Leadership as Servitude

As I’ve mentioned once before, I help with a Writer’s Workshop for middle school students. It’s rewarding work. And I am blessed to be able to work with these young people so often. This past Friday we were finishing up our acrostic name poems. We work with them in the school’s library. The volunteers are waiting for the students as they come in and so we watch them group off to the several library tables. Most of the time, this is done down strict gender lines. This Friday was no different. The girls giggled into their respective corners. And the guys guffawed into theirs.

I like to change up who I work with so I can start to get a feel for tailoring instruction methods to different groups of students. This week, I targeted the boys’ table full of the class clowns. Two of them weren’t even finished with the rough drafts of their acrostics. The third was rather above and beyond where he needed to be. I sat down and introduced myself and then waited. I knew I wasn’t going to get anything out of these kids if I tried to force feed it. So I sat there and watched how they interacted, trying to catch on to their inside jokes and get a feel for their slang and junior high jargon.

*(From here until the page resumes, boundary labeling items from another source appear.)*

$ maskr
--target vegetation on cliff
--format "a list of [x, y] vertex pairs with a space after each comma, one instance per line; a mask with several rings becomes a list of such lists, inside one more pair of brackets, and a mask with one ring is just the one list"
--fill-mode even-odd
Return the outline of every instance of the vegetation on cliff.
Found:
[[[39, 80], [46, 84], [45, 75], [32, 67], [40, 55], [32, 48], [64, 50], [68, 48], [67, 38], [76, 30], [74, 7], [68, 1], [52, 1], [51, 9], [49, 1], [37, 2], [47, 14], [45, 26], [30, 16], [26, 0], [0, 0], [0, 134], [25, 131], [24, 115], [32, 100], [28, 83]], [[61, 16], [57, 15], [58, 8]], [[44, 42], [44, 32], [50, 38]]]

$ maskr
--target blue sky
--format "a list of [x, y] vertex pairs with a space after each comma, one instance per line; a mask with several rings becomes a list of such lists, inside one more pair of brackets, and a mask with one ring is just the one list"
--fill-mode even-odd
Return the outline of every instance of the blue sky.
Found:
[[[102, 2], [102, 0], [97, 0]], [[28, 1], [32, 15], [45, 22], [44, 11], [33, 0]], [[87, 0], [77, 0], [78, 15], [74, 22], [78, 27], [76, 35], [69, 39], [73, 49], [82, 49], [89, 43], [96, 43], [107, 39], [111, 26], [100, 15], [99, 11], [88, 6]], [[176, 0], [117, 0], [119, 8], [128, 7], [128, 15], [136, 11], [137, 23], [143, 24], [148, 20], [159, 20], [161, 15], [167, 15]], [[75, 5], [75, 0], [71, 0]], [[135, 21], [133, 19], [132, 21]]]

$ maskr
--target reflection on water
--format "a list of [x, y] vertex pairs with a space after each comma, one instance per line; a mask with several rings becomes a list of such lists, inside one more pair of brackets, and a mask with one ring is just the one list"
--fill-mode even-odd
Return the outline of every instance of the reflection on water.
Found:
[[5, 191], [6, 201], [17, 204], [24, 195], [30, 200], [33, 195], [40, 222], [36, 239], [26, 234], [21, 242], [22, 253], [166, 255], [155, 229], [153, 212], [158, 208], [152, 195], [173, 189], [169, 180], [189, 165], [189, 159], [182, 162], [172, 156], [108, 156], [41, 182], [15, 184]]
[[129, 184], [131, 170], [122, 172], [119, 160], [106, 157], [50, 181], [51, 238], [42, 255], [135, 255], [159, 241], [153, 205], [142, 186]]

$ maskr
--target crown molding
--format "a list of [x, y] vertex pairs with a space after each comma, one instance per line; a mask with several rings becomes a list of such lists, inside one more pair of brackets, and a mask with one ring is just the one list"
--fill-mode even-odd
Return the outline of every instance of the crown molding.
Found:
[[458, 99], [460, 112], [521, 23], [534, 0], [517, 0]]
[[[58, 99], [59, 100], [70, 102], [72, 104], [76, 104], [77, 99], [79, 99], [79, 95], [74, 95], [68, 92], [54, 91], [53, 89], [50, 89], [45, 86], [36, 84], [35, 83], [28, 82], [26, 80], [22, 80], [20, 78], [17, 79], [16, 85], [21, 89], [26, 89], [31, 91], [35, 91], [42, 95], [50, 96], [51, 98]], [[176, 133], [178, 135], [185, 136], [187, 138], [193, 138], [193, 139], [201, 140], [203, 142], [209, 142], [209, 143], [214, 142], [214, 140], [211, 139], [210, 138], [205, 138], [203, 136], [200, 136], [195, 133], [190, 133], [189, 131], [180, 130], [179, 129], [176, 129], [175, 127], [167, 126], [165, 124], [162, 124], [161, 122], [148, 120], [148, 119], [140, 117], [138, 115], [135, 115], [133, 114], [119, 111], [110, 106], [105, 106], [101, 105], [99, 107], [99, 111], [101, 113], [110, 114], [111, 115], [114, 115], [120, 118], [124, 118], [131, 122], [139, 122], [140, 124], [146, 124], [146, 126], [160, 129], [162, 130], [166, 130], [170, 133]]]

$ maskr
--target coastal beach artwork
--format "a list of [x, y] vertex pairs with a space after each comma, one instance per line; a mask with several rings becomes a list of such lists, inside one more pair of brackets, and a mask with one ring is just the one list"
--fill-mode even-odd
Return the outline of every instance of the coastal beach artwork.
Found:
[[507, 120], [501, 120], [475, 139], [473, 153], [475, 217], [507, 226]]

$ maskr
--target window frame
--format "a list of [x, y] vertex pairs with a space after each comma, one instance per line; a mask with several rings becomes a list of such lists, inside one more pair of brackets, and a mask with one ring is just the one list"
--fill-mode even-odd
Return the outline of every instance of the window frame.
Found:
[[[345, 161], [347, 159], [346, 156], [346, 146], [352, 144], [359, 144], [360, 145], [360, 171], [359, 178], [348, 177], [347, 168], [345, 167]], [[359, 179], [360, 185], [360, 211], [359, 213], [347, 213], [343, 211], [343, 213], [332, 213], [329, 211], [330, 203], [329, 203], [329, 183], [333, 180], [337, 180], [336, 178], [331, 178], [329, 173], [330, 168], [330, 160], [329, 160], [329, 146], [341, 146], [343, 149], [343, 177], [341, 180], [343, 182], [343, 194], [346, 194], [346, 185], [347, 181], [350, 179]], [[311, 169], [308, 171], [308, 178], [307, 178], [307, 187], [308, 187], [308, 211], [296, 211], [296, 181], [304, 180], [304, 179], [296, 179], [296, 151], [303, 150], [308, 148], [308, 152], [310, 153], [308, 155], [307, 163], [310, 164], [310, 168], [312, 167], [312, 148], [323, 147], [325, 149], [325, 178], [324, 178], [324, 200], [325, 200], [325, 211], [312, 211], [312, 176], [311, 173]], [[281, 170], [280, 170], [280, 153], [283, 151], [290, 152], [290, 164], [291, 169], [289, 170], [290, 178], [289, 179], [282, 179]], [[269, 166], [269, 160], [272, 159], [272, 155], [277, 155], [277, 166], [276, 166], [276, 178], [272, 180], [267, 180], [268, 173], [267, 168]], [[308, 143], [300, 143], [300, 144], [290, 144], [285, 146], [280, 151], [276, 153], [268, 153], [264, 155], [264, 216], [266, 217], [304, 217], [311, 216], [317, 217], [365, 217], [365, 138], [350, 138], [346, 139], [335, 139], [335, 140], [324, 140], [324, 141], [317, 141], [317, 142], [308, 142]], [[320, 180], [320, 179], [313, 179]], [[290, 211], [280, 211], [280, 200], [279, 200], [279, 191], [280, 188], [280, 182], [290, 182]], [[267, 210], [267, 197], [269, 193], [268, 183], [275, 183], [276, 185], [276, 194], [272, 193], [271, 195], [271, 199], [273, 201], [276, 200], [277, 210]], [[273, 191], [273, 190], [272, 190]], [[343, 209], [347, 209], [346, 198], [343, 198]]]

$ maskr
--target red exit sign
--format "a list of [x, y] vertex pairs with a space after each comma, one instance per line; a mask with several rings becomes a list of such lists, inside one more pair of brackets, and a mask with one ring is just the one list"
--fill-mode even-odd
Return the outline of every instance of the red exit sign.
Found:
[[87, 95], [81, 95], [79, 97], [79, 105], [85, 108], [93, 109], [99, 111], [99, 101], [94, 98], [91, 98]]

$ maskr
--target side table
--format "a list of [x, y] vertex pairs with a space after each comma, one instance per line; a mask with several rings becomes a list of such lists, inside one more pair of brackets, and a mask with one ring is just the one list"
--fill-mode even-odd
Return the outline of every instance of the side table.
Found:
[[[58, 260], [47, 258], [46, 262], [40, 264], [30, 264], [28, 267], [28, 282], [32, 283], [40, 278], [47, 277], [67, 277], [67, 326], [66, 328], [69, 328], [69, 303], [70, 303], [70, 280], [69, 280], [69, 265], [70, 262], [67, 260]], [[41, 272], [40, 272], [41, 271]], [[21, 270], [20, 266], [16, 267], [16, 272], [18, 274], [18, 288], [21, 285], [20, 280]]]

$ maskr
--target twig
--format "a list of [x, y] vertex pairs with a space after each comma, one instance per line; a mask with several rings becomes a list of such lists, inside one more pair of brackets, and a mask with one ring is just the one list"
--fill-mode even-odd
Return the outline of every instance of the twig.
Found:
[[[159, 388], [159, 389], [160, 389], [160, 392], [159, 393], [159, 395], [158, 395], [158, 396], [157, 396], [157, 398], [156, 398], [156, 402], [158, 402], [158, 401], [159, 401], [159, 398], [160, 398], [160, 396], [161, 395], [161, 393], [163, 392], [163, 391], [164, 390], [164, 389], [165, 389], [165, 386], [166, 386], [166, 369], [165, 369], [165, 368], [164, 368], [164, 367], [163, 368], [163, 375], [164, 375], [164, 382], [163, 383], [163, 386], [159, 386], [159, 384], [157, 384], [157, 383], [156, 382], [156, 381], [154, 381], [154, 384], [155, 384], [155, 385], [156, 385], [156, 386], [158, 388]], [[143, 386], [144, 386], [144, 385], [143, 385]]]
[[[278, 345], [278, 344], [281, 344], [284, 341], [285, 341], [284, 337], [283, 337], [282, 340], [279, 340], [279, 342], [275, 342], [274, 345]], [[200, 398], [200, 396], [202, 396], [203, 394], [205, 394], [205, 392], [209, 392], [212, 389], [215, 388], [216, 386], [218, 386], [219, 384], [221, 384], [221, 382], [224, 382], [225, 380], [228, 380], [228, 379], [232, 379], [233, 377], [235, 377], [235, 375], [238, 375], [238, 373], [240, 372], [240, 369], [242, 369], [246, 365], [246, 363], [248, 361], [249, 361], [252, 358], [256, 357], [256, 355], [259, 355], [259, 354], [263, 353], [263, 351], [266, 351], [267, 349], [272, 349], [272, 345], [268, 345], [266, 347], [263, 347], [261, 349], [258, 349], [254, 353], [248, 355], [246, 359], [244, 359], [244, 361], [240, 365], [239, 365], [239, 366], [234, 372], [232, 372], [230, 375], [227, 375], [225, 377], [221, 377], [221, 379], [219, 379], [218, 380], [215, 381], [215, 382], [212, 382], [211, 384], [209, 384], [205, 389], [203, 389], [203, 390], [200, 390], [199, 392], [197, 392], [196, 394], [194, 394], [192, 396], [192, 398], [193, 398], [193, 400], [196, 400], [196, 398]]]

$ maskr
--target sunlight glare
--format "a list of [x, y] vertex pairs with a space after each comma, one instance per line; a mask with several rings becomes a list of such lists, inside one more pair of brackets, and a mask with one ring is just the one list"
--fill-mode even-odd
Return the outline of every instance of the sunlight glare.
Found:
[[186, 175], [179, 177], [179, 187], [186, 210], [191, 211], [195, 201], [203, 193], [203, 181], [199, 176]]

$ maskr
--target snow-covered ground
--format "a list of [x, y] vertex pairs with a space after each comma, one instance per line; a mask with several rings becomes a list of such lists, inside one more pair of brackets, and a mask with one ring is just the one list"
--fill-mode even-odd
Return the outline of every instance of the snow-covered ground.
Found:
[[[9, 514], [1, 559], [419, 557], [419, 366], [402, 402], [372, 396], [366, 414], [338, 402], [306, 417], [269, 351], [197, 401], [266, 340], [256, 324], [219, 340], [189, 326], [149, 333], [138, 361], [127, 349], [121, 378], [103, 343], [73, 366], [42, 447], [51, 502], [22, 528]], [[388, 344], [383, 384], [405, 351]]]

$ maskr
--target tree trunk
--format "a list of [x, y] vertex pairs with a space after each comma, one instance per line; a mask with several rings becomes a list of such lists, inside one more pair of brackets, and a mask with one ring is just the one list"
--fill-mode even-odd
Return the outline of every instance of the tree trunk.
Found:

After a couple of minutes, I had a rough sketch of how they interacted as a group, what made them tick as individuals and what was holding them back, and then I started instructing. Boy number one, the most creative of the group, was held back by his need to be the class clown, which he mostly achieved by self-deprecating humor. I know how that is. But when I showed him that his poetry could involve things like noises or slang, he immediately took a new liking to it.

Boy number two was mainly held back by his lack of will. All he needed was a few reminders to keep working, and he was fine. Boy number three needed someone to buffer the disruptions from the other two or else he got distracted.

As I have more interactions with people in which I am in some kind of position of authority, I am becoming more and more convinced that I cannot help them unless I actively work against the formality of that position. Leadership as servitude is a very powerful thing.

I’m interested; do you find that it is easier to lead when you are attempting to serve others?